Central African Republic

Building a future for street children in the Central African Republic

UNICEF Image
© UNICEF Central African Republic/2006/Willemot
Victor Yoongo lived on the streets of Bangui for years before joining the UNICEF-supported Voix du Coeur centre.

By Yves Willemot

BANGUI, Central African Republic, 27 June 2006 – “I want children in Bangui to learn from my own experience as a street child,” said 24-year-old Victor Yoongo. 

For years, Mr. Yoongo lived in the streets of Bangui, the capital of the Central African Republic. Today, thanks to Voix du Coeur (Voice of the Heart), a local organization supported by UNICEF, he is finishing his final year of secondary school and has been reunited with his family. 

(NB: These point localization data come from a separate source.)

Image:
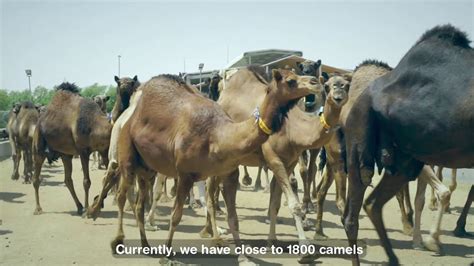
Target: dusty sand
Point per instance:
(59, 236)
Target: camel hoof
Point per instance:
(432, 245)
(319, 235)
(408, 230)
(204, 233)
(149, 227)
(80, 210)
(307, 224)
(461, 232)
(308, 259)
(117, 241)
(165, 199)
(247, 180)
(38, 211)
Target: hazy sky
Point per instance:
(79, 41)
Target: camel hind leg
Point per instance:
(383, 192)
(67, 162)
(184, 184)
(460, 230)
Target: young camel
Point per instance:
(72, 125)
(12, 131)
(199, 139)
(280, 153)
(26, 121)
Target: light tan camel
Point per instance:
(72, 125)
(191, 137)
(12, 131)
(281, 151)
(27, 119)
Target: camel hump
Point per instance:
(66, 86)
(447, 33)
(374, 62)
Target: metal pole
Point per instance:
(119, 64)
(200, 80)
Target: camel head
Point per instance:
(16, 108)
(101, 101)
(337, 89)
(309, 68)
(290, 87)
(125, 88)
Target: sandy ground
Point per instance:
(59, 236)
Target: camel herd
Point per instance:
(165, 128)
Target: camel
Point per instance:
(12, 131)
(126, 98)
(101, 101)
(125, 88)
(198, 140)
(72, 125)
(439, 173)
(26, 121)
(280, 153)
(403, 132)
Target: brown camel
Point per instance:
(12, 132)
(176, 131)
(125, 88)
(280, 152)
(26, 121)
(72, 125)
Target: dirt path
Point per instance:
(59, 236)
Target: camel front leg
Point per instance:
(110, 180)
(67, 162)
(443, 195)
(87, 180)
(326, 183)
(407, 227)
(281, 174)
(460, 230)
(39, 160)
(157, 193)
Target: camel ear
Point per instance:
(277, 75)
(348, 77)
(299, 65)
(317, 63)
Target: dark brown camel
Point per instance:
(403, 131)
(12, 132)
(363, 75)
(72, 125)
(199, 139)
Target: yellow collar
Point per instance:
(264, 127)
(324, 122)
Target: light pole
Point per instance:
(201, 66)
(28, 74)
(119, 56)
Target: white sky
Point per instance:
(79, 41)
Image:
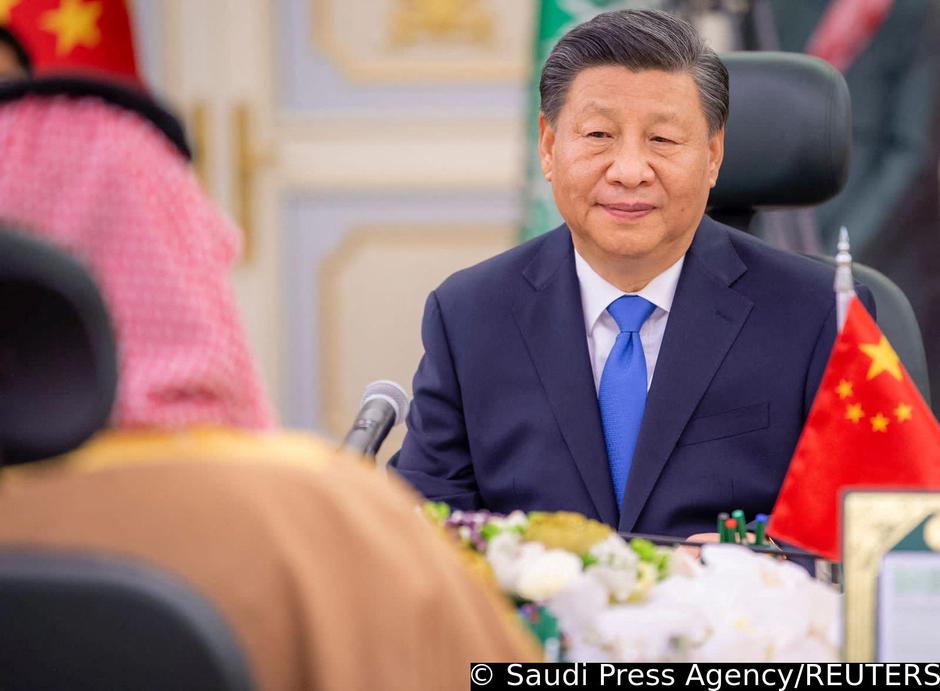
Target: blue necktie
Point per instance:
(622, 393)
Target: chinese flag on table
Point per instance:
(869, 427)
(74, 35)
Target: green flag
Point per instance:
(556, 18)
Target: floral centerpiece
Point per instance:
(591, 596)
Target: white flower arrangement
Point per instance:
(615, 601)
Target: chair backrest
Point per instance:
(70, 620)
(789, 135)
(74, 621)
(58, 364)
(787, 145)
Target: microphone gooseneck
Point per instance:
(384, 405)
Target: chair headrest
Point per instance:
(58, 363)
(789, 132)
(129, 97)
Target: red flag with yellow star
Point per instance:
(869, 427)
(70, 35)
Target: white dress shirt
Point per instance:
(602, 330)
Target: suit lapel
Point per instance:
(704, 322)
(549, 315)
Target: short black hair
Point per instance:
(9, 39)
(637, 40)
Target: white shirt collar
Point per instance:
(597, 294)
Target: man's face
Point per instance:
(631, 161)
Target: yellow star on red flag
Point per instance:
(883, 359)
(854, 412)
(844, 389)
(879, 423)
(75, 23)
(5, 7)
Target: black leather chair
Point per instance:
(75, 620)
(787, 145)
(58, 365)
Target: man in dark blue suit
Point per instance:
(641, 364)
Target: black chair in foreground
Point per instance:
(787, 145)
(79, 620)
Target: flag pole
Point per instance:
(843, 285)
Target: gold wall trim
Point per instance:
(390, 69)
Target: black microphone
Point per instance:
(384, 405)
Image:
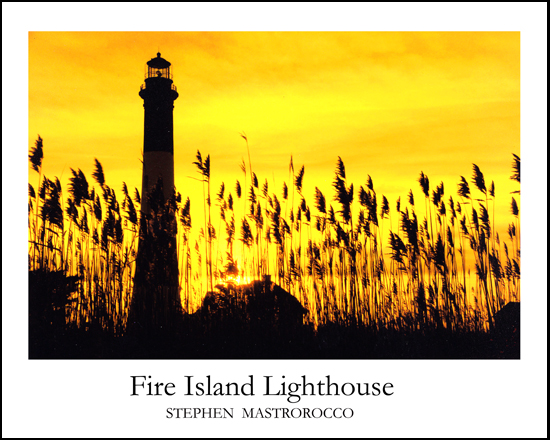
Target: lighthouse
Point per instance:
(158, 94)
(156, 303)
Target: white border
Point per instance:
(433, 398)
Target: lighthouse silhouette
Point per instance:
(156, 303)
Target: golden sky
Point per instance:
(391, 104)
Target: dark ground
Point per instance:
(329, 342)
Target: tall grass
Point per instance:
(355, 261)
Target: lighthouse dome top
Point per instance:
(158, 62)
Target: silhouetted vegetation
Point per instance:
(373, 280)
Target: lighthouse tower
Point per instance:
(156, 303)
(158, 94)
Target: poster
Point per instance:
(312, 108)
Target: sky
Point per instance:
(390, 104)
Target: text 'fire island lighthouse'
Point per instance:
(156, 300)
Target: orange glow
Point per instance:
(390, 104)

“I want to be a teacher and help children so that they don’t end up in the street like I did,” he said.

Mr. Yoongo began living on the street when he was 14, following the death of his father. The excitement of being free and able to decide where to go to and what to do disappeared quickly as he faced hunger and violence.

When he heard about Voix du Coeur, which helps street children with meals, health care and, if appropriate, mediation with their families, he decided to join the centre.

 “We want children to go back to their families and to start school again,” said the coordinator of Voix du Coeur, Pascal Roda. “But it has to be their decision to do so. We will never force them.”

UNICEF Image
© UNICEF Central African Republic/2006/Willemot
At the Voix du Coeur centre, street children learn mathematics, French and life skills to prepare for their return to school.

Preparing for the future

There are more than 6,000 street children in the Central African Republic, half of them in Bangui. They live harsh lives in which exploitation and violence are common.

At Voix du Coeur, founded in 1994, street children come to eat meals prepared with help from the World Food Programme. Others come with health problems. Voix du Coeur has a small health centre, and UNICEF provides the drugs and equipment to treat conditions ranging from sores to malaria and sexually transmitted diseases.

The Voix du Coeur staff works to ensure that every child is prepared to return to school. With UNICEF’s support, it holds classes in mathematics, French and life skills that prepare children to re-enter formal education.

Every child’s return to school is a new victory for the centre and its staff. Older children are prepared to start vocational training with one of the programme’s partner organizations, such as the Don Bosco Centre, where they learn skills to become electricians, carpenters or masons. 

These initiatives represent small but concrete steps in the rebuilding of a country that has suffered from years of instability and remains one of the poorest in the world.